I nuovi contratti di coltivazione sono il risultato dell’impegno dell’azienda nel rispetto del suo modo di fare impresa: ‘Buono per te, Buono per il Pianeta’.
Assicurare la disponibilità e la qualità del grano duro, migliorando il livello delle produzioni locali e riducendo il ricorso all’import. Aumentare la redditività delle aziende agricole e allo stesso tempo ridurre l’impatto sull’ambiente attraverso l’adozione di pratiche sostenibili. Questi, in sintesi, alcuni dei benefici dei nuovi contratti di coltivazione del grano duro stipulati dal Gruppo Barilla con gli agricoltori italiani per le campagne agrarie 2016-17, 2017-18, 2018-19. L’azienda di Parma, principale trasformatore al mondo di questa materia prima e leader mondiale del mercato della pasta, si è impegnata ad acquistare nei prossimi 3 anni ben 900.000 tonnellate di grano duro italiano.
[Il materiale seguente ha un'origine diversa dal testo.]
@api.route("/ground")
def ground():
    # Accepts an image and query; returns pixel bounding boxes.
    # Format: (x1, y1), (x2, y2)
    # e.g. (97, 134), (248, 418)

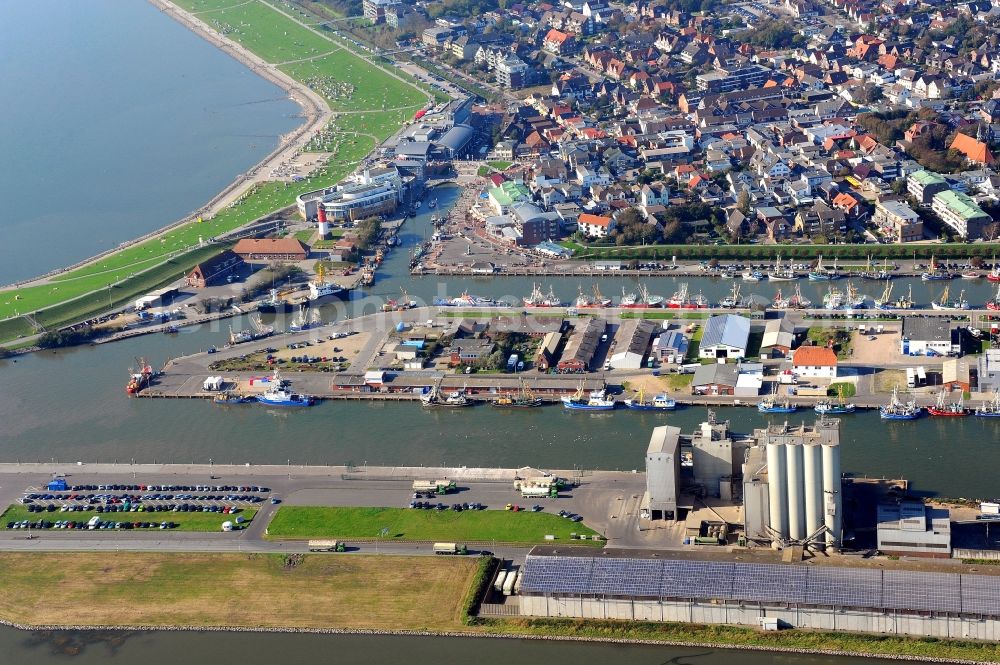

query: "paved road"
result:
(0, 463), (648, 559)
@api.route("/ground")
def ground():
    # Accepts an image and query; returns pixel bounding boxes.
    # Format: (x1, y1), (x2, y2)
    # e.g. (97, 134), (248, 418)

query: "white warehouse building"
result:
(295, 167), (403, 222)
(743, 419), (843, 548)
(698, 314), (750, 358)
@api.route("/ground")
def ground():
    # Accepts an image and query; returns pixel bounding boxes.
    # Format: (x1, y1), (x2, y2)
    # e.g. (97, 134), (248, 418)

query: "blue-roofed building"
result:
(518, 545), (1000, 641)
(698, 314), (750, 358)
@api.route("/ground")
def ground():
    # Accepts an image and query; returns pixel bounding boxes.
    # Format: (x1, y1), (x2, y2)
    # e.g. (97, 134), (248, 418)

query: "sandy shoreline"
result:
(0, 0), (333, 290)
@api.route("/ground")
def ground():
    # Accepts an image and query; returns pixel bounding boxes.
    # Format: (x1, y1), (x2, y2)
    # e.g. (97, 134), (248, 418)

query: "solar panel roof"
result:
(521, 555), (1000, 616)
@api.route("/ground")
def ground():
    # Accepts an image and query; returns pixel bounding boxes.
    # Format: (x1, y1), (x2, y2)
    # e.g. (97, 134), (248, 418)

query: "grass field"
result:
(268, 506), (603, 545)
(0, 552), (476, 630)
(0, 505), (257, 531)
(0, 0), (428, 342)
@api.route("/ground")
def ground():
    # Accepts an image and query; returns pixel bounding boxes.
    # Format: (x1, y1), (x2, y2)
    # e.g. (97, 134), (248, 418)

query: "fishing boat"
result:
(972, 391), (1000, 418)
(562, 386), (615, 411)
(927, 390), (969, 418)
(844, 282), (868, 309)
(757, 387), (798, 413)
(875, 281), (913, 310)
(767, 254), (799, 282)
(813, 399), (856, 416)
(618, 286), (639, 309)
(806, 254), (840, 282)
(823, 286), (844, 309)
(257, 370), (316, 406)
(420, 386), (472, 409)
(382, 287), (417, 312)
(212, 392), (257, 404)
(788, 284), (812, 309)
(523, 284), (563, 307)
(493, 381), (542, 409)
(309, 265), (344, 305)
(813, 386), (856, 416)
(931, 286), (969, 311)
(858, 254), (892, 282)
(639, 284), (665, 307)
(590, 284), (614, 307)
(625, 389), (677, 411)
(667, 282), (708, 309)
(920, 255), (954, 282)
(257, 289), (295, 314)
(125, 358), (153, 395)
(719, 282), (741, 309)
(878, 388), (920, 420)
(771, 289), (791, 309)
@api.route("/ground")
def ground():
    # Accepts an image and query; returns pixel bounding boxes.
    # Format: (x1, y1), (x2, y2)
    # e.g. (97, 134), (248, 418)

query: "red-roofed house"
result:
(951, 134), (996, 166)
(542, 28), (576, 55)
(831, 192), (861, 217)
(576, 213), (615, 238)
(792, 346), (837, 379)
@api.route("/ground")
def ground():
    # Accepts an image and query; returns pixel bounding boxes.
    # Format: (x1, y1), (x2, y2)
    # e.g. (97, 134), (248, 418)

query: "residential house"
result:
(872, 201), (924, 242)
(792, 346), (837, 379)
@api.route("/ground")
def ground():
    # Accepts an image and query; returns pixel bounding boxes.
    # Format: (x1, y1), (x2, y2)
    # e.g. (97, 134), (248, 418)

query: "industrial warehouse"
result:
(519, 546), (1000, 640)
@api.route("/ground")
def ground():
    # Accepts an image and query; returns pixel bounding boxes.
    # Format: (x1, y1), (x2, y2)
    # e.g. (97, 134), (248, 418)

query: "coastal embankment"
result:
(0, 0), (333, 290)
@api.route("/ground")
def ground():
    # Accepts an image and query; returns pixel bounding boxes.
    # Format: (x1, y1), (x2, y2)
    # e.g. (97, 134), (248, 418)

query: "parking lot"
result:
(4, 484), (276, 531)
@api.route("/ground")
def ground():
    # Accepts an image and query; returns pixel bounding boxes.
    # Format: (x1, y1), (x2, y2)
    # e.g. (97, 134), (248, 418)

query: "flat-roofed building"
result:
(557, 317), (606, 372)
(872, 201), (924, 242)
(646, 425), (681, 520)
(877, 500), (951, 559)
(931, 190), (993, 240)
(906, 170), (948, 206)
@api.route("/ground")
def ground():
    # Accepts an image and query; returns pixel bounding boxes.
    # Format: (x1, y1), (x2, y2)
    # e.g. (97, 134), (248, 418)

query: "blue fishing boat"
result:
(257, 370), (316, 406)
(972, 392), (1000, 418)
(878, 388), (920, 420)
(813, 399), (856, 416)
(625, 390), (677, 411)
(757, 386), (798, 413)
(562, 388), (615, 411)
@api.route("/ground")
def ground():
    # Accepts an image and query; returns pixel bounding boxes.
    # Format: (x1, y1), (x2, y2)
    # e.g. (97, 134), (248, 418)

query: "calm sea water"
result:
(0, 628), (920, 665)
(0, 0), (302, 284)
(0, 0), (998, 665)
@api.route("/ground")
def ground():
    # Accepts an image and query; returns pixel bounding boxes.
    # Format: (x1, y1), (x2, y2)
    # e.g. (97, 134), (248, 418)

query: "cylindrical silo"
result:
(802, 444), (823, 537)
(767, 443), (788, 538)
(785, 443), (806, 540)
(823, 443), (843, 547)
(316, 208), (330, 238)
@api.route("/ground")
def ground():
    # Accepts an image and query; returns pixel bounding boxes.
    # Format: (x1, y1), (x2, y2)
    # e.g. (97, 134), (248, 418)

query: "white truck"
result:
(503, 568), (519, 596)
(309, 540), (347, 552)
(434, 543), (469, 554)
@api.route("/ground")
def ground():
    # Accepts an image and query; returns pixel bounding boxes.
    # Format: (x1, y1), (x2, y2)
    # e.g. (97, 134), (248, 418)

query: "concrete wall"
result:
(519, 595), (1000, 641)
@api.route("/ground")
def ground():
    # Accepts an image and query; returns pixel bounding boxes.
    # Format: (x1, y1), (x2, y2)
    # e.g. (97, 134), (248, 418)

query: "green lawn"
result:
(0, 504), (257, 531)
(0, 0), (428, 342)
(267, 506), (602, 545)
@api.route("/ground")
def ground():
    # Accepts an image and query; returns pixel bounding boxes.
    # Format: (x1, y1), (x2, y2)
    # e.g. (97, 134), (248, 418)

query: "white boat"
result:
(719, 282), (741, 309)
(767, 254), (799, 282)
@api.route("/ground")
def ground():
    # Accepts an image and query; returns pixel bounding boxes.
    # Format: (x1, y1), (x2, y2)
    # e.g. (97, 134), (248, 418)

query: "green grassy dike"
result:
(267, 508), (604, 546)
(470, 618), (1000, 663)
(0, 0), (430, 343)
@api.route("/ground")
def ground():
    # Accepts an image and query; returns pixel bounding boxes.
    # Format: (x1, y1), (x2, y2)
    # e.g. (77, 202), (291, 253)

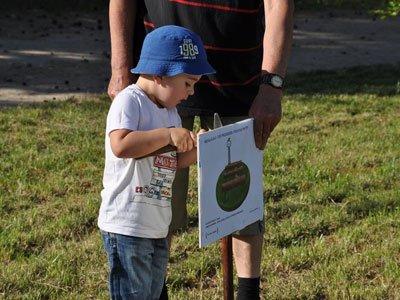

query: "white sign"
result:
(197, 119), (264, 247)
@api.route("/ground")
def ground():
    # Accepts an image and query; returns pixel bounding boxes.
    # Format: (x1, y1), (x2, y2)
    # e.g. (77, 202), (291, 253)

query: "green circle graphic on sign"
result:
(216, 161), (250, 211)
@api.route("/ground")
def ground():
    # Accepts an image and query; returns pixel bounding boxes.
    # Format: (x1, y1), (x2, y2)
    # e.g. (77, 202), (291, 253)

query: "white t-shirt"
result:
(98, 84), (182, 238)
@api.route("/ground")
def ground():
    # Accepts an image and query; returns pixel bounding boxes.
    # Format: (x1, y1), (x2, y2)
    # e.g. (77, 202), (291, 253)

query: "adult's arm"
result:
(249, 0), (294, 150)
(107, 0), (137, 99)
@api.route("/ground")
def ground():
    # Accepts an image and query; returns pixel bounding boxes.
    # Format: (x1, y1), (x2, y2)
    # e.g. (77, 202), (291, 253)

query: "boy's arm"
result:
(178, 129), (206, 169)
(110, 128), (171, 158)
(110, 128), (194, 158)
(178, 147), (197, 169)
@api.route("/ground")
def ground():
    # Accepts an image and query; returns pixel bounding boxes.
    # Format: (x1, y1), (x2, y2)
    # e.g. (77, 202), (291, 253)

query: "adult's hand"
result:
(107, 70), (134, 100)
(249, 84), (282, 150)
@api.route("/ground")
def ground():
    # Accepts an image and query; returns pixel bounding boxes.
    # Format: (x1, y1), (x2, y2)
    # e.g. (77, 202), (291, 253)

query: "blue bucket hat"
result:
(131, 25), (215, 76)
PER LA PRIMA VOLTA ACCORDI TRIENNALI: NE BENEFICIA TUTTA LA FILIERA
Questo contratto pluriennale garantirà alle imprese agricole di accedere ai finanziamenti del MIPAAF per un importo stanziato di ben 10 milioni di Euro. E di avere una migliore redditività: in media del +25% superiore ai contratti standard grazie anche ad incentivi legati a una produzione di qualità maggiore (pari al 10-15% del prezzo medio del grano). Mentre Barilla, grazie all’applicazione di rigorosi disciplinari di coltivazione, avrà la certezza di ricevere un grano duro di eccellente qualità - per realizzare la miscela di alta qualità di cui ha bisogno per produrre una pasta buona e ‘al dente’ - e ancora più sostenibile. L’accordo infatti prevede l’incremento del +40% dei volumi acquistati da Barilla nell’ambito del progetto ‘grano duro sostenibile’ che passeranno dalle 197.000 tonnellate del 2016 alle 280.000 tonnellate del 2019 (vedi comunicato allegato).
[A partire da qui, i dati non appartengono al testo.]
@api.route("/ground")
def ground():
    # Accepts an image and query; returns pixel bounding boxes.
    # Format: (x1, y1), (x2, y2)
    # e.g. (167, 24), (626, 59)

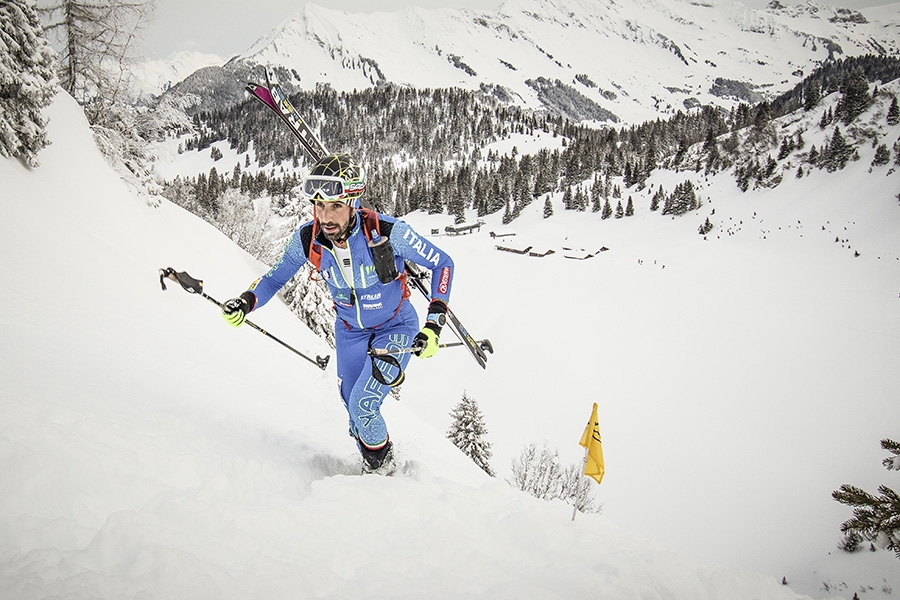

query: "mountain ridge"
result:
(156, 0), (900, 123)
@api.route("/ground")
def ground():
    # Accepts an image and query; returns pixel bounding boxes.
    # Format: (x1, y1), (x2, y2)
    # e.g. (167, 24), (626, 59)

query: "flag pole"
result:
(572, 448), (588, 523)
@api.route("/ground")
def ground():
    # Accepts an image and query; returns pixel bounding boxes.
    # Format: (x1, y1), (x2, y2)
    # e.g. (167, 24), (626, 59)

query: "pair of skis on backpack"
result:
(246, 67), (494, 369)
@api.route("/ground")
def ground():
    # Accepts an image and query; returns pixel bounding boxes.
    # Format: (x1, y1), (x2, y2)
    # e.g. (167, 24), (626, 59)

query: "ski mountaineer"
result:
(222, 154), (453, 472)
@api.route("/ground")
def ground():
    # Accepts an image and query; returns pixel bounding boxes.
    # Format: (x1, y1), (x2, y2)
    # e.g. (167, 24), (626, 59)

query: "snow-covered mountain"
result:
(221, 0), (900, 122)
(131, 52), (225, 98)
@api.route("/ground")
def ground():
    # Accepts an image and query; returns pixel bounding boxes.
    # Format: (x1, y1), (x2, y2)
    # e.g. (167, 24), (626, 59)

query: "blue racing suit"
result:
(241, 211), (453, 450)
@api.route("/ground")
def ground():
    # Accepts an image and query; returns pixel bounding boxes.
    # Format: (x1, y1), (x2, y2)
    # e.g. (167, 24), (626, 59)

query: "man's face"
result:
(316, 200), (355, 242)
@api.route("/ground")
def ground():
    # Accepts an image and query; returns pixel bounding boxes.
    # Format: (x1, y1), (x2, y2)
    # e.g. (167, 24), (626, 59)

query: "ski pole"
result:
(369, 339), (494, 356)
(159, 267), (331, 371)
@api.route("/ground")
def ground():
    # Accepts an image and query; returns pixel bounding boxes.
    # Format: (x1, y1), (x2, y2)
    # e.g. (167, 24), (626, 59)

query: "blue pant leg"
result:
(342, 302), (419, 449)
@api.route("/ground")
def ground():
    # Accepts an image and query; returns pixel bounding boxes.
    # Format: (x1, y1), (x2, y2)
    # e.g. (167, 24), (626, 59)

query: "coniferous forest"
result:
(166, 56), (900, 232)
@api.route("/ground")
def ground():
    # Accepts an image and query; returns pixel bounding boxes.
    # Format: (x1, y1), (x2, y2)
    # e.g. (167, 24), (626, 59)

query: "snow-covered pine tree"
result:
(834, 67), (872, 124)
(0, 0), (56, 167)
(544, 194), (553, 219)
(831, 439), (900, 558)
(447, 392), (496, 477)
(887, 96), (900, 126)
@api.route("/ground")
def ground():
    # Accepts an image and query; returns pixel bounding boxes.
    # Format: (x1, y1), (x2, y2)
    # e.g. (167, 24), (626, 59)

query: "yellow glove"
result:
(222, 292), (256, 327)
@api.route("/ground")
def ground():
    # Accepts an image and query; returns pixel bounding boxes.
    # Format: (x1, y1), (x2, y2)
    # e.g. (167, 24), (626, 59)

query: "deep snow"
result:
(0, 95), (900, 600)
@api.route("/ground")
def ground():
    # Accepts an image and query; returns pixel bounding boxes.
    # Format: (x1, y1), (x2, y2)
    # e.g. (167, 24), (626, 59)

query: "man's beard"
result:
(320, 215), (356, 243)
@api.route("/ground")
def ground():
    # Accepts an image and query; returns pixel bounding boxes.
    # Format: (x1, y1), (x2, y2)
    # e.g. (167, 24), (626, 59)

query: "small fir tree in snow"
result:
(835, 67), (872, 124)
(0, 0), (56, 166)
(831, 439), (900, 558)
(544, 196), (553, 219)
(600, 198), (612, 219)
(510, 443), (599, 513)
(872, 144), (891, 167)
(820, 127), (853, 173)
(887, 96), (900, 126)
(447, 392), (496, 477)
(803, 79), (822, 111)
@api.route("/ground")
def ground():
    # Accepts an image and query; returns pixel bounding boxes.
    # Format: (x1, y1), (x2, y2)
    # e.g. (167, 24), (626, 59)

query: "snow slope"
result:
(0, 95), (900, 600)
(232, 0), (900, 123)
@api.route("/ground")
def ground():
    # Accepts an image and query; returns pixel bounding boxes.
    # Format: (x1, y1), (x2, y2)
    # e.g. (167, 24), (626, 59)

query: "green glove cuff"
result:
(222, 310), (247, 327)
(416, 323), (440, 358)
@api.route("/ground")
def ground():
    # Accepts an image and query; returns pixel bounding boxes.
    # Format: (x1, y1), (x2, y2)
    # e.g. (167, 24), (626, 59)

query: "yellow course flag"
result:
(578, 402), (606, 483)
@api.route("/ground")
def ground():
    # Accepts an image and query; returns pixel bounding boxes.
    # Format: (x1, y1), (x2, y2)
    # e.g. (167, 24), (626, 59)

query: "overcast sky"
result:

50 FORNITORI E 5.000 AZIENDE AGRICOLE COINVOLTE NELL’ACCORDO
I nuovi contratti di coltivazione - che rappresentano il 40% del grano duro acquistato in Italia dalla Barilla - prevedono un investimento totale da parte del Gruppo di Parma di 240 milioni di Euro (pari a 80 milioni di Euro annui). Riguarderanno oltre 50 fornitori pari a 5.000 aziende agricole, per una superficie destinata alla coltivazione del grano duro di alta qualità di 65.000 ettari, il 6% di quella nazionale. Le regioni coinvolte nell’accordo sono: Lombardia, Veneto, Emilia Romagna, Marche, Umbria, Toscana, Lazio, Abruzzo, Molise, Basilicata, Campania e Puglia. Mentre le varietà top quality seminate sono l’Aureo, lo Svevo e il Pigreco.
“Questo accordo dimostra che c'è un modo virtuoso di sostenere l'agricoltura nazionale della filiera grano-pasta”, afferma Luca Virginio, Responsabile della Comunicazione e delle Relazioni Esterne del Gruppo Barilla. “Attraverso questi contratti di coltivazione riusciremo finalmente ad aumentare la produzione di grano duro italiano di qualità e a remunerare adeguatamente gli agricoltori, che potranno anche programmare al meglio lo sviluppo di mezzi e di risorse. Allo stesso tempo avremo una riduzione dell’impatto ambientale grazie alla crescita del progetto grano duro sostenibile, in linea con la nostra mission ‘Buono Per Te, Buono Per Il Pianeta’ ”.
ITALIA AL 6° POSTO NELL’INDEX DEL ‘THE ECONOMIST’: IL RISCATTO DELL’AGRICOLTURA SOSTENIBILE
Infine è anche grazie a contratti di filiera virtuosi come questo che l’Italia può scalare posizioni nel Food Sustainability Index (FSI), messo a punto dal The Economist Intelligence Unit (EIU) e voluto dalla Fondazione Barilla Center for Food and Nutrition (BCFN). Questa speciale classifica ha analizzato le scelte alimentari del pianeta non solo sulla base del ‘gusto’, ma anche del valore complessivo che il cibo rappresenta. Con un verdetto abbastanza sorprendente: l’Italia, infatti, si piazza solo al sesto posto, superata dai cugini francesi che primeggiano, ma anche dall’Inghilterra dove non c’è una vera e propria tradizione alimentare. All’agricoltura sostenibile, dunque, il compito di guidare l’ascesa verso le posizioni più nobili che competono alla nostra Nazione, patria della dieta mediterranea e in possesso di un know-how agroalimentare straordinario.